Pemisahan Regulator-Operator
UU Pelayaran yang baru juga menegaskan bahwa investor swasta bisa mengoperasikan pelabuhan di Indonesia. Selain itu, fungsi regulator dan operator yang banyak dikuasai PT. Pelindo akan dipisahkan.
UU ini juga membawa semangat baru, yakni mengakhiri monopoli PT. Pelindo dan kemudian mengubahnya menjadi lebih tegas, yakni fungsi regulator kembali ke pemerintah dan PT. Pelindo tetap sebagai operator. Dengan pengesahan UU ini, maka swasta bakalbebas berinvestasi di pelabuhan di Indonesia, kecuali yang telah dikuasai Pelindo. Saat ini Pelindo menguasai 114 pelabuhan di Indonesia , sedangkan ratusan pelabuhan lainnya dioperasikan kantor pelaksana ( Kanpel ) sebagai perpanjangan tangan Departemen Perhubungan.

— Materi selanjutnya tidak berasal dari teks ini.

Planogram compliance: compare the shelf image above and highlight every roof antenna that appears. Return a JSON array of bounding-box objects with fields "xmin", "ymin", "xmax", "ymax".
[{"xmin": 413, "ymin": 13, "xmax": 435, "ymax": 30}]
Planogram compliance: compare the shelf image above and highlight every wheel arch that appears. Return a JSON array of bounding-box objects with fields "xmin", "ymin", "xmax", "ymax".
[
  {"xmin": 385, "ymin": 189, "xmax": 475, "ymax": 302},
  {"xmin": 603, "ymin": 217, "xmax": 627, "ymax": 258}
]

Sementara itu, dalam satu pelabuhan, nantinya akan ada Badan Pengatur Pelabuhan (BPP) yang diwakili pemerintah sebagai regulator dan operator swasta sebagai pelaksana operasi pelabuhan. Peran yang selama ini dilakukan Pelindo tidak akan dijual ke pihak asing. Semua kegiatan akan tetap dilakukan pelindo, sehingga tidak ada pengurangan pegawai.

Lebih dari itu, untuk menciptakan profesionalisme dan akuntabilitas, dalam tiga tahun ke depan, pemerintah akan mengaudit PT. Pelindo I, II, III dan IV. Audit ini dilakukan guna menghitung aset Pelindo. Aset ini dihitung untuk mengetahui bagian mana yang tidak produktif, sehingga dapat diambil langkah yang tepat.

Soal kekhawatiran dari sebagian masyarakat terhadap kemungkinan ada liberalisasi dalam proses penerapan UU ini, hal itu tidak beralasan dan tidak pada tempatnya. Pemerintah sendiri hanya menginginkan peran swasta dan pemda dalam kegiatan pelabuhan dan pelayaran. Atas dasar itu, pengelola pelabuhan tidak lagi tunggal. Pelindo memiliki kawan untuk berkompetisi secara sehat.